Compiler performance overhead of assertions and SIL verifier

typesanitizer · December 17, 2020, 6:09pm

After @dan-zheng's post on informative assertions, I made some measurements on the overhead of assertions and shared them in a comment. Turns out, it's not really a good idea to make measurements without understanding what you are measuring.

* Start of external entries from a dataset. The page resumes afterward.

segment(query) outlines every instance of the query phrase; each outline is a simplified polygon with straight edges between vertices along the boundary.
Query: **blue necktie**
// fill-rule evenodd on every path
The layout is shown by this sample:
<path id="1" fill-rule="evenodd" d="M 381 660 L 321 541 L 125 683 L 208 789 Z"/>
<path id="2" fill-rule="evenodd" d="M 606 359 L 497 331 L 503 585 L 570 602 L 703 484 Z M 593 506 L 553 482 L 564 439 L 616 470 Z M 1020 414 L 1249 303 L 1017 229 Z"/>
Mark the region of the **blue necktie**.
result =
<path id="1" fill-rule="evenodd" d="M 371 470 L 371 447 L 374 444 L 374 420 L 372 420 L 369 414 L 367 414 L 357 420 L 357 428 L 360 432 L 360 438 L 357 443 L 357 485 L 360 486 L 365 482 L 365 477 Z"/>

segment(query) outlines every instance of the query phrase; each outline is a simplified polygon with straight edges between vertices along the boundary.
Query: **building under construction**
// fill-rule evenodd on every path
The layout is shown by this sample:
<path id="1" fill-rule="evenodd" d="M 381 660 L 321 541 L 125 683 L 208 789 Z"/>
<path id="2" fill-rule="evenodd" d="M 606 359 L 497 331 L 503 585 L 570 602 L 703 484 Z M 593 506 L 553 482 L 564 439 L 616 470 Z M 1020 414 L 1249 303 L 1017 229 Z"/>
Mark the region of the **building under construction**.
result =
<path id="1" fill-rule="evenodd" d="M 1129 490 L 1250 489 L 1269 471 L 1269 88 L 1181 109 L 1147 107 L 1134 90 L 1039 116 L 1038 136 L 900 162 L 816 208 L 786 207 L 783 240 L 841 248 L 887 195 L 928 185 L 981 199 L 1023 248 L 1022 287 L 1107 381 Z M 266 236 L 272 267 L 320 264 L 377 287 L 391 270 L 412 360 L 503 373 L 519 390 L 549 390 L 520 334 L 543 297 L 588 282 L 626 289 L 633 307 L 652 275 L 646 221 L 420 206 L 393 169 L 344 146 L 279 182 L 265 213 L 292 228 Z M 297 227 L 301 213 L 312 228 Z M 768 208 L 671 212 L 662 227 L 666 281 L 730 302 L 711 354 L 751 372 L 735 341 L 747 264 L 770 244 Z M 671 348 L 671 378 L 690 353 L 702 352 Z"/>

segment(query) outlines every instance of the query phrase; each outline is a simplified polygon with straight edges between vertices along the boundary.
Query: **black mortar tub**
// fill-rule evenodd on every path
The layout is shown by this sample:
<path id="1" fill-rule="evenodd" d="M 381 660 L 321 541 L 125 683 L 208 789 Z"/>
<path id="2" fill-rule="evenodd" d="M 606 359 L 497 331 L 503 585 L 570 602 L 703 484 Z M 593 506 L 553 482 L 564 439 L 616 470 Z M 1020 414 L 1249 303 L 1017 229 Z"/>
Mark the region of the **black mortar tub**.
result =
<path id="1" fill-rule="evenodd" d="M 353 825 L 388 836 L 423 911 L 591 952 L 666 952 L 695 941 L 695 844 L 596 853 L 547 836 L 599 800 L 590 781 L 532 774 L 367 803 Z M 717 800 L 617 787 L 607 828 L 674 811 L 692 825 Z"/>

So I've fixed a bug or two and started making more systematic measurements.

Configuration

2017 10-core iMac Pro. Swift and LLVM built with Clang in Xcode 12.
Almost top-of-tree swiftc & LLVM (swift/main)
- swiftc @ 5de95a596f6c81e7084a5e854985fdaca9e2829b (current HEAD for [build-script][CMake] Define and use SWIFT_ENABLE_ASSERTIONS pervasively. by varungandhi-apple · Pull Request #35115 · apple/swift · GitHub)
- llvm with ⚙ D93433 [IR] Use LLVM_ENABLE_ABI_BREAKING_CHECKS to guard ABI changes. cherry-picked on top of 051158df6ec66bd0796b65c1dc3ec364c7334737
Package versions are from mid-November ~ early December.
- Alamofire @ 9e0328127dfb801cefe8ac53a13c0c90a7770448
- SwiftNIO @ 076fda15213a9cc1da26b1e3467f1daba2407391
- swift-syntax @ e28671a7650bd54cc381dc21d75e214685f2ac48

There are three main compiler build configurations:

SwiftNoAssert_LLVMNoAssert - Compiled with build-script --no-assertions.
SwiftAssert_LLVMNoAssert - Compiled with build-script --no-assertions --swift-assertions.
SwiftAssert_LLVMAssert - Compiled with build-script --no-assertions --swift-assertions --llvm-assertions.

(--swift-assertions only turns on assertions for the compiler, not the stdlib.)

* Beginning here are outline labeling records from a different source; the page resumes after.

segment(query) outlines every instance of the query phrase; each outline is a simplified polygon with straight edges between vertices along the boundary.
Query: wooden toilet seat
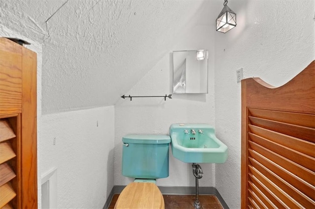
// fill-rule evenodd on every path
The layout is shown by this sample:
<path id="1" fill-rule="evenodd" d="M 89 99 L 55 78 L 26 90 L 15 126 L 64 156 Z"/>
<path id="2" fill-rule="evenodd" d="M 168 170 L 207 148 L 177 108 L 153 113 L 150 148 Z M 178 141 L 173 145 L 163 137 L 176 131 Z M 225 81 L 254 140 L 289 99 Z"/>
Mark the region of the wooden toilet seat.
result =
<path id="1" fill-rule="evenodd" d="M 133 182 L 120 194 L 115 208 L 163 209 L 164 199 L 155 183 Z"/>

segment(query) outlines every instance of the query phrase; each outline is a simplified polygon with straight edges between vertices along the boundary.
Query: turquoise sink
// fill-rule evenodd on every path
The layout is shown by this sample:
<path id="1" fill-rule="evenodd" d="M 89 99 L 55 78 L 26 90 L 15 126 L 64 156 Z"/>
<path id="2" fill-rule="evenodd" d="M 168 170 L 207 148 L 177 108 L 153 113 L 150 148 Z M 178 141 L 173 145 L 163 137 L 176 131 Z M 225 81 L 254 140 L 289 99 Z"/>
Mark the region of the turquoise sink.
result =
<path id="1" fill-rule="evenodd" d="M 227 159 L 227 147 L 208 124 L 172 124 L 170 135 L 173 156 L 183 162 L 222 163 Z"/>

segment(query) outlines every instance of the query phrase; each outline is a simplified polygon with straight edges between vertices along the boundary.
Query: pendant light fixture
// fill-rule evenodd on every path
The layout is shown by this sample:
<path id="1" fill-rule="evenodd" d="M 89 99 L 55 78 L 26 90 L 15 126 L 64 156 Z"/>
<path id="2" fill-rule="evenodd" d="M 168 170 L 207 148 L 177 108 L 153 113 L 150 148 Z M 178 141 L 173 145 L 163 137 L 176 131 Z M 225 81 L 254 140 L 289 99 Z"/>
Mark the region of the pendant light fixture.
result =
<path id="1" fill-rule="evenodd" d="M 217 18 L 217 31 L 226 33 L 236 26 L 236 14 L 227 6 L 227 0 L 224 0 L 224 6 Z"/>

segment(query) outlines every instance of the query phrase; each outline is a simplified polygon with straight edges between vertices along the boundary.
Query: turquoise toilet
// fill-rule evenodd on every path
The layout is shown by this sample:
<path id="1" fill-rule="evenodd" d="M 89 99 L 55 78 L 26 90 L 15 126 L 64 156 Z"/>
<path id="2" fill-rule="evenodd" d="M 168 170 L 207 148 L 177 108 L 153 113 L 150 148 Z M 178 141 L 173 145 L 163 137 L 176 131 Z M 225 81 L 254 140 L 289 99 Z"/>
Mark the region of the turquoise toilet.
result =
<path id="1" fill-rule="evenodd" d="M 123 137 L 122 173 L 135 180 L 124 189 L 115 208 L 164 208 L 163 196 L 155 183 L 157 179 L 169 176 L 170 142 L 167 135 Z"/>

Turning off Swift's assertions also turns off the SIL verifier. Because of this, the first configuration only has a _NoSILVerify variant, whereas the second and third configurations have an additional _NoSILVerify variant, which is exercised by passing -Xfrontend -sil-verify-none. So there are 5 variants in total. For each variant, we compile SwiftPM packages in debug mode and release mode. (swift build -c debug or swift build -c release).

Everything else (apart from swiftc/LLVM) has assertions turned off due to --no-assertions. I suspect this might be the cause of the differences between the numbers here and in my comment on Dan's post.

Stats

We consider the SwiftNoAssert_LLVMNoAssert_NoSILVerify variant as the baseline, since it's the fastest. For the rest, I've reported times as +X% relative to the baseline, meaning that it takes time = (1 + X/100) * baseline_time.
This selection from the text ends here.